39. We are guided in our above approach by the decision of the Supreme Court in the case of P. V. George & Ors. Vs. State of Kerala & Ors.15, and for the sake of convenience, we reproduce paragraph 14 of the said decision. “14. For the views we propose to take, it is not necessary for us to consider all the decisions relied upon by Mr Rajan. The legal position as regards the applicability of doctrine of prospective overruling is no longer res integra. This Court in exercise of its jurisdiction under Article 32 or Article 142 of the Constitution of India may declare a law to have a prospective effect. The Division Bench of the High Court may be correct in opining that having regard to the decision of this Court in Golak Nath v. State of Punjab the power of overruling is vested only in this Court and that too in constitutional matters, but the High Courts in exercise of their jurisdiction under Article 226 of the Constitution of India, even without applying the doctrine of prospective overruling, indisputably may grant a limited relief in exercise of their equity jurisdiction.”

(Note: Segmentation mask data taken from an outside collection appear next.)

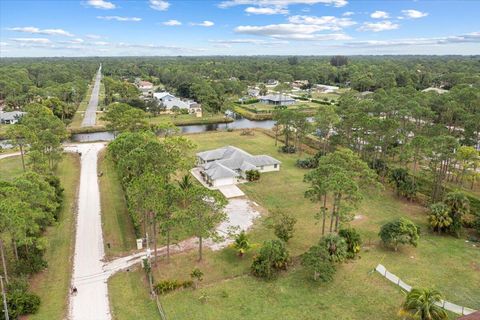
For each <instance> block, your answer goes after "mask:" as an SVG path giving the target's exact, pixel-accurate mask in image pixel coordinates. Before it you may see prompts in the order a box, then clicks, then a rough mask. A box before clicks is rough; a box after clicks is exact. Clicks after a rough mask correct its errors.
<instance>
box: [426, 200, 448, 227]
mask: <svg viewBox="0 0 480 320" xmlns="http://www.w3.org/2000/svg"><path fill="white" fill-rule="evenodd" d="M428 221H429V223H430V226H432V228H433V231H436V232H438V233H441V232H442V231H445V230H447V229H448V228H449V227H450V225H451V224H452V222H453V220H452V218H451V217H450V213H449V210H448V207H447V205H446V204H444V203H443V202H437V203H434V204H432V205H431V206H430V213H429V214H428Z"/></svg>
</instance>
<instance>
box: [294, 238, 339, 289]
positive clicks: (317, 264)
mask: <svg viewBox="0 0 480 320" xmlns="http://www.w3.org/2000/svg"><path fill="white" fill-rule="evenodd" d="M302 265H303V266H304V267H305V268H307V269H309V270H310V272H311V273H312V274H313V280H314V281H322V282H328V281H331V280H333V276H334V275H335V272H336V269H335V265H334V264H333V262H332V261H331V260H330V254H329V253H328V251H327V249H325V247H322V246H318V245H317V246H313V247H311V248H310V249H309V250H308V251H307V252H305V253H304V254H303V255H302Z"/></svg>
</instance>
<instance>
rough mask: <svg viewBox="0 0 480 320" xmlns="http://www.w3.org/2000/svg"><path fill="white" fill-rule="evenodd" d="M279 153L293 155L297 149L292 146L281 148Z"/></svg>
mask: <svg viewBox="0 0 480 320" xmlns="http://www.w3.org/2000/svg"><path fill="white" fill-rule="evenodd" d="M279 151H280V152H283V153H295V152H297V148H295V147H294V146H282V147H280V149H279Z"/></svg>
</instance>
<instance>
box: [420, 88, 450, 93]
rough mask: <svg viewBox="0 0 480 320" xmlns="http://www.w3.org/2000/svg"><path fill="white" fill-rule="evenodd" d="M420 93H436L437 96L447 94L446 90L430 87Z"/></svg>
mask: <svg viewBox="0 0 480 320" xmlns="http://www.w3.org/2000/svg"><path fill="white" fill-rule="evenodd" d="M422 92H436V93H438V94H443V93H447V92H448V90H445V89H440V88H434V87H430V88H427V89H423V90H422Z"/></svg>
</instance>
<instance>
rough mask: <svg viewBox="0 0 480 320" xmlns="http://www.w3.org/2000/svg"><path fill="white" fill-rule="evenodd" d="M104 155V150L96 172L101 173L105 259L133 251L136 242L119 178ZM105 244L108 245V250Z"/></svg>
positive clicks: (101, 190)
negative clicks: (102, 172) (104, 243)
mask: <svg viewBox="0 0 480 320" xmlns="http://www.w3.org/2000/svg"><path fill="white" fill-rule="evenodd" d="M105 155H106V150H103V151H102V152H101V153H100V155H99V159H98V160H99V161H98V171H99V172H103V175H102V177H100V178H99V179H100V180H99V185H100V203H101V210H102V225H103V240H104V243H105V255H106V256H107V258H113V257H116V256H120V255H124V254H126V253H128V252H130V251H132V250H134V249H135V248H136V242H135V233H134V229H133V223H132V220H131V219H130V216H129V215H128V212H127V207H126V201H125V197H124V193H123V190H122V187H121V185H120V180H119V177H118V175H117V173H116V171H115V169H114V165H113V162H112V161H111V160H110V159H109V158H108V157H106V156H105ZM107 243H109V244H110V248H109V247H108V246H107Z"/></svg>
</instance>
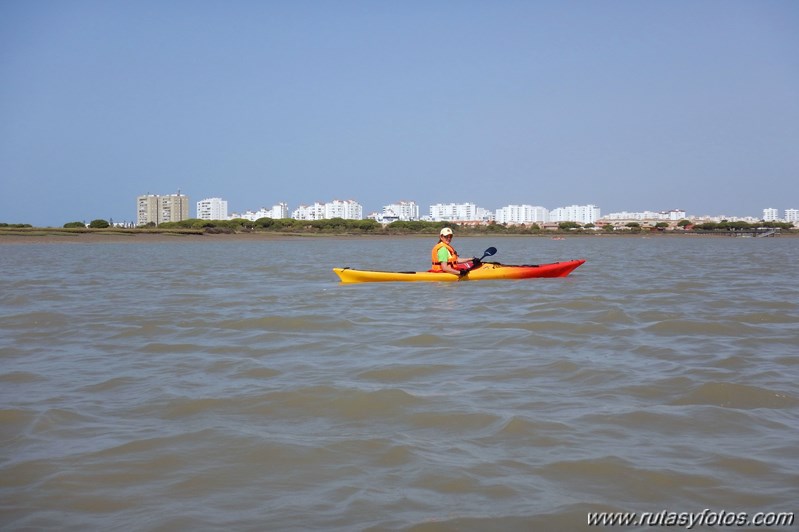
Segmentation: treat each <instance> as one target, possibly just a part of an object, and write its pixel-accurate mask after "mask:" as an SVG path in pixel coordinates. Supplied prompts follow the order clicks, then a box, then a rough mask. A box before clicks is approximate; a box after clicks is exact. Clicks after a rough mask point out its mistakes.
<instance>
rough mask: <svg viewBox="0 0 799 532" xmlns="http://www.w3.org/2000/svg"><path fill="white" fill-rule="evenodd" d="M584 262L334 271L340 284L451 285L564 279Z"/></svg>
mask: <svg viewBox="0 0 799 532" xmlns="http://www.w3.org/2000/svg"><path fill="white" fill-rule="evenodd" d="M584 262H585V260H584V259H579V260H570V261H565V262H553V263H551V264H528V265H521V266H513V265H507V264H499V263H497V262H484V263H483V264H482V265H481V266H480V267H479V268H474V269H472V270H470V271H469V273H468V274H467V275H465V276H463V277H459V276H457V275H453V274H451V273H444V272H381V271H374V270H353V269H351V268H333V272H335V274H336V275H338V276H339V278H340V279H341V282H342V283H377V282H392V281H405V282H420V281H433V282H454V281H487V280H498V279H533V278H538V277H566V276H567V275H569V274H570V273H571V272H572V271H574V269H575V268H577V267H578V266H580V265H581V264H583V263H584Z"/></svg>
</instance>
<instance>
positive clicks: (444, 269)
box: [439, 261, 461, 275]
mask: <svg viewBox="0 0 799 532" xmlns="http://www.w3.org/2000/svg"><path fill="white" fill-rule="evenodd" d="M458 262H460V261H458ZM439 264H440V266H441V269H442V270H444V271H445V272H447V273H451V274H452V275H460V274H461V271H460V270H456V269H455V268H453V267H452V266H450V265H449V264H447V263H446V262H441V263H439Z"/></svg>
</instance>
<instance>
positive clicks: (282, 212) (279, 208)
mask: <svg viewBox="0 0 799 532" xmlns="http://www.w3.org/2000/svg"><path fill="white" fill-rule="evenodd" d="M288 217H289V207H288V205H287V204H285V203H278V204H277V205H273V206H272V208H271V209H267V208H266V207H263V208H261V209H258V210H257V211H244V212H243V213H238V212H234V213H233V214H231V215H230V219H234V218H242V219H244V220H250V221H251V222H254V221H256V220H260V219H261V218H274V219H281V218H288Z"/></svg>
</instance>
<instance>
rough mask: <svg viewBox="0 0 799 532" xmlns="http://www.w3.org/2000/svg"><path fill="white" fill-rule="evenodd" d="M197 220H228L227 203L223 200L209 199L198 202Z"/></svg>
mask: <svg viewBox="0 0 799 532" xmlns="http://www.w3.org/2000/svg"><path fill="white" fill-rule="evenodd" d="M197 218H199V219H200V220H227V201H225V200H223V199H222V198H207V199H204V200H200V201H198V202H197Z"/></svg>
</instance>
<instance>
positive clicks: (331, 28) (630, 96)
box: [0, 0, 799, 226]
mask: <svg viewBox="0 0 799 532" xmlns="http://www.w3.org/2000/svg"><path fill="white" fill-rule="evenodd" d="M178 189H180V190H181V191H182V192H183V193H185V194H187V195H189V197H190V199H191V201H192V204H193V203H194V202H195V201H197V200H200V199H203V198H207V197H214V196H219V197H222V198H224V199H226V200H228V204H229V208H230V209H231V210H237V211H243V210H246V209H258V208H260V207H271V205H273V204H275V203H278V202H282V201H285V202H287V203H288V204H289V208H290V209H294V208H296V207H297V206H298V205H299V204H300V203H306V204H307V203H312V202H314V201H317V200H318V201H322V202H326V201H331V200H333V199H355V200H357V201H359V202H360V203H361V204H362V205H363V206H364V210H365V211H366V212H370V211H373V210H378V209H380V208H381V207H382V206H383V205H385V204H388V203H394V202H396V201H399V200H402V199H406V200H414V201H416V202H417V203H418V204H419V205H420V206H421V208H422V211H423V212H426V210H427V207H428V205H430V204H431V203H438V202H446V203H448V202H467V201H470V202H475V203H477V204H478V206H481V207H485V208H488V209H496V208H498V207H502V206H504V205H508V204H532V205H541V206H544V207H546V208H549V209H552V208H555V207H560V206H565V205H570V204H575V203H576V204H587V203H593V204H596V205H598V206H599V207H600V208H601V209H602V212H603V213H610V212H614V211H620V210H646V209H650V210H662V209H671V208H682V209H684V210H686V211H688V213H689V214H729V215H741V216H746V215H752V216H761V214H762V209H763V208H766V207H774V208H778V209H780V214H782V210H783V209H785V208H799V1H795V0H783V1H774V0H751V1H736V0H717V1H716V0H714V1H706V0H687V1H681V0H670V1H659V0H652V1H638V0H635V1H613V0H602V1H600V0H596V1H592V0H586V1H555V0H553V1H534V0H499V1H494V0H490V1H489V0H484V1H470V0H460V1H454V0H453V1H444V0H424V1H423V0H410V1H382V0H371V1H366V0H364V1H348V0H342V1H335V2H328V1H322V0H312V1H305V0H290V1H289V0H284V1H271V2H270V1H266V0H263V1H236V0H233V1H222V0H220V1H203V0H196V1H180V0H173V1H168V0H167V1H164V0H158V1H150V0H137V1H125V2H122V1H114V0H98V1H84V0H36V1H29V0H2V1H0V222H8V223H31V224H34V225H53V226H61V225H63V224H64V223H65V222H68V221H73V220H85V221H90V220H92V219H95V218H104V219H108V218H113V219H114V220H117V221H121V220H134V219H135V203H136V196H138V195H140V194H146V193H153V194H155V193H157V194H170V193H174V192H176V191H177V190H178ZM191 215H192V216H193V215H194V208H193V205H192V209H191Z"/></svg>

40. We have not given any finding with respect to other submissions made by the parties since, according to us, the writ petitions are being decided on the primary issue of validity of the impugned corrigendum.
41. In view of above, we pass the following order:- O R D E R
(i) The impugned corrigendum dated 14th February 2017 is unconstitutional and same is quashed and set aside.
(ii) The registrations granted to PACCS during the period from 14th February 2017 till today would not be cancelled only on account of this judgment.
42. Rule is made absolute in above terms with no order as to costs. [JITENDRA JAIN, J.] [A. S. CHANDURKAR, J.]